Simonetta Vespucci (née Cattaneo; 1453 – 26 April 1476), nicknamed la bella Simonetta, was an Italian noblewoman from Genoa, the wife of Marco Vespucci of Florence and the cousin-in-law of Amerigo Vespucci. She was known as the greatest beauty of her age in Italy, and was allegedly the model for many paintings by Sandro Botticelli, Piero di Cosimo, and other Florentine painters. Some art historians have taken issue with these attributions, which the Victorian critic John Ruskin has been blamed for promulgating.
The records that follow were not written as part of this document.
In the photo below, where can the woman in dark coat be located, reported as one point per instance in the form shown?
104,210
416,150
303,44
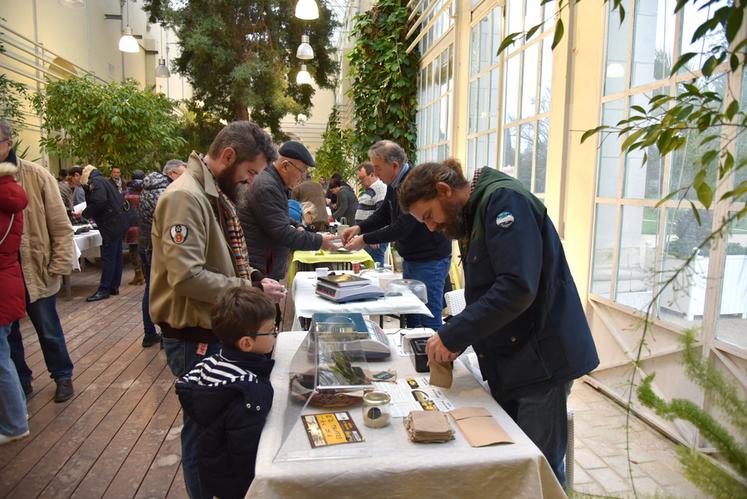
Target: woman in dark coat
13,418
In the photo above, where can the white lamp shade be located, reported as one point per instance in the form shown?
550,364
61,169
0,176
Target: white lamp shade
303,77
304,50
128,43
162,70
307,9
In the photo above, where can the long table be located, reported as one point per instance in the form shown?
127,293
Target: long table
387,464
307,302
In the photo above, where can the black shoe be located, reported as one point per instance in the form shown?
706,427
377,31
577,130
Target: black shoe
64,390
151,339
98,295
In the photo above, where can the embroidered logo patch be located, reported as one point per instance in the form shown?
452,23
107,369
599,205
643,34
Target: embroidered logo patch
178,233
504,220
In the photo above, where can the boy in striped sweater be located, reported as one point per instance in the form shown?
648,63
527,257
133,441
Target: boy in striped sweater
229,394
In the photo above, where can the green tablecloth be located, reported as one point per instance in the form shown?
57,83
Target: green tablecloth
321,256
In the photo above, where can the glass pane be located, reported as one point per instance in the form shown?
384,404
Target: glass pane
482,151
546,78
653,41
444,69
529,82
549,16
683,301
533,14
514,20
609,154
509,151
732,317
510,103
617,50
443,123
485,56
493,106
483,102
497,23
543,131
604,241
643,181
684,167
636,269
694,15
450,72
471,146
472,114
492,150
526,148
436,109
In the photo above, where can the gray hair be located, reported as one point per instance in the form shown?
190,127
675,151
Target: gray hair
6,129
388,151
172,165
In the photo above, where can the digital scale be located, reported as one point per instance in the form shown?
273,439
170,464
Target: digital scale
352,334
343,288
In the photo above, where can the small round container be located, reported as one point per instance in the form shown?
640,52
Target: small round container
376,410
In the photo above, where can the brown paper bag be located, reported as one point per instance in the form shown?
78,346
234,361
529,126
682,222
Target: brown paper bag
479,427
441,374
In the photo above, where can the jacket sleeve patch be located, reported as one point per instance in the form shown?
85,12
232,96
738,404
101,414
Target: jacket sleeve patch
504,220
178,233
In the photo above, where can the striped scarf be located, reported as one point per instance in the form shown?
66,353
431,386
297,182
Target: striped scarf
235,236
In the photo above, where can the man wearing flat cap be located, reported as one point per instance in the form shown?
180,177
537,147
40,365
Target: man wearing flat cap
264,213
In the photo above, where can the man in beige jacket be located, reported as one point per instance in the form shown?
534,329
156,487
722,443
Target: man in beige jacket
199,252
46,255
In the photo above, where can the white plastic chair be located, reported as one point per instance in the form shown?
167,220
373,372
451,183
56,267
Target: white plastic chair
455,301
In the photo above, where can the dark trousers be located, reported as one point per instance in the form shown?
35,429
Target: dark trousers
43,315
111,264
181,357
148,326
543,417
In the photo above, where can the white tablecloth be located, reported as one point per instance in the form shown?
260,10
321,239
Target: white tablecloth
88,244
394,466
307,302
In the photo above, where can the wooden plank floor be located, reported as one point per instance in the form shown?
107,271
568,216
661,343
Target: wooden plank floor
119,435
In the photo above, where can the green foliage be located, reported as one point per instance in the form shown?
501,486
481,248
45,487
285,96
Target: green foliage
12,96
197,127
240,57
385,77
711,478
336,154
107,125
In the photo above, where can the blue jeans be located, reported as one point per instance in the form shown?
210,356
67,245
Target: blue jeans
181,356
543,417
377,253
111,265
43,315
432,273
14,419
148,326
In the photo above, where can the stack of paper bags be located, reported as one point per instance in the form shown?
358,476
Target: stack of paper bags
428,427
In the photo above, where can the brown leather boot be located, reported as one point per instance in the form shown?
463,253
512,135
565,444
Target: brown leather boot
138,279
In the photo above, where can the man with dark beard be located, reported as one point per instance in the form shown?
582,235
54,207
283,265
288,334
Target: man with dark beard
199,251
523,317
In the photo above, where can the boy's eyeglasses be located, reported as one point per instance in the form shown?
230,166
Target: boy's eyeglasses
274,334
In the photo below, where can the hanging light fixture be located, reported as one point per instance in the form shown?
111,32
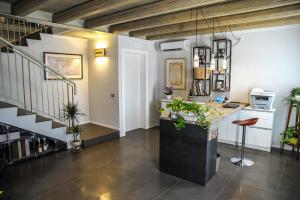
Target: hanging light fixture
196,53
213,61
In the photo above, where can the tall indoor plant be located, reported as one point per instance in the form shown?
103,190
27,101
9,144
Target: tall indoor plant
183,111
71,114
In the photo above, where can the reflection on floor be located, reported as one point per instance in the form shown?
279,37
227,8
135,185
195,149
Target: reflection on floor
127,169
93,134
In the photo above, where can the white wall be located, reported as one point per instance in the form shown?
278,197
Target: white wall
266,58
61,44
125,42
103,78
103,81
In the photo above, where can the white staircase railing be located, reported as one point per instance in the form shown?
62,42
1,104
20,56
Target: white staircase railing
15,29
32,85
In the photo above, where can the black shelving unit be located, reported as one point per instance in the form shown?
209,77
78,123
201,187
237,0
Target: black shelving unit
201,75
25,146
220,77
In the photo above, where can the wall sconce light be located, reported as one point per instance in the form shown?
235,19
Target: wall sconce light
100,52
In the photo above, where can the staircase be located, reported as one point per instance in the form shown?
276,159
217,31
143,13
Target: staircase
31,93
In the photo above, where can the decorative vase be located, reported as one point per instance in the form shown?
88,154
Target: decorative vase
190,117
174,115
76,143
169,97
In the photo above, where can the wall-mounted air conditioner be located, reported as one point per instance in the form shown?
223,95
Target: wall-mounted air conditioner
179,45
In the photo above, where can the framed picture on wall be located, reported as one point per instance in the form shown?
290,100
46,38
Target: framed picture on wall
175,73
69,65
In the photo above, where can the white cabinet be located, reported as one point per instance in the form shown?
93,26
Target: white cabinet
233,131
222,133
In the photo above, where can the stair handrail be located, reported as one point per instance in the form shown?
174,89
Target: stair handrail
38,62
43,22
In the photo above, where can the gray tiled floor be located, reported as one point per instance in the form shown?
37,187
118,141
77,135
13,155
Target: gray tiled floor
127,168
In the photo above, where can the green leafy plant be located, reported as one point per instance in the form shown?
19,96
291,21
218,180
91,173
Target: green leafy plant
176,105
292,97
179,123
295,91
200,111
169,90
290,136
72,114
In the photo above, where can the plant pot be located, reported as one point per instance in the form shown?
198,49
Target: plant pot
297,97
190,117
169,97
174,115
218,162
76,146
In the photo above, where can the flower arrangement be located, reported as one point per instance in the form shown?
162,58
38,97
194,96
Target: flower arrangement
180,108
169,90
291,136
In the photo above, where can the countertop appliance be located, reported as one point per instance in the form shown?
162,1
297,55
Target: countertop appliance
262,98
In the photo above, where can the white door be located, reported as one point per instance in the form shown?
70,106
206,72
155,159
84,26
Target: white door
132,90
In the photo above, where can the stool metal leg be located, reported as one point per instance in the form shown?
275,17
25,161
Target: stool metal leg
244,162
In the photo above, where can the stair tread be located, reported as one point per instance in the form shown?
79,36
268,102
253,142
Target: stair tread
6,105
90,131
40,118
57,125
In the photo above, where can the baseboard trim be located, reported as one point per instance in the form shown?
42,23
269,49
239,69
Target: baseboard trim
105,125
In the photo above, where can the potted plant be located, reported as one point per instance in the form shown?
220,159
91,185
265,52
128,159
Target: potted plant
176,106
189,111
296,93
71,113
290,136
168,92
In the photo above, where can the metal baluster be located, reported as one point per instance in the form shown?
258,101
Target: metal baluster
8,142
42,87
48,101
63,91
16,71
1,70
23,77
14,30
7,29
29,80
58,99
35,88
25,29
8,66
68,93
53,99
19,22
1,29
72,93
|Died||26 April 1476 (aged 22–23)|
|Parent(s)||Gaspare Cattaneo della Volta|
Caterina Violante Spinola (called Catocchia)
Early life and marriageEdit
Simonetta Vespucci was born Simonetta Cattaneo c. 1453 in a part of the Republic of Genoa that is now in the Italian region of Liguria. A more precise location for her birthplace is unknown: possibly the city of Genoa, or perhaps either Portovenere or Fezzano. The Florentine poet Politian wrote that her home was "in that stern Ligurian district up above the seacoast, where angry Neptune beats against the rocks ... There, like Venus, she was born among the waves." Her father was a Genoese nobleman named Gaspare Cattaneo della Volta (a much-older relative of a sixteenth-century Doge of Genoa named Leonardo Cattaneo della Volta) and her mother was Gaspare's wife, Cattocchia Spinola (another source names her parents slightly differently, as Gaspare Cattaneo and Chateroccia di Marco Spinola.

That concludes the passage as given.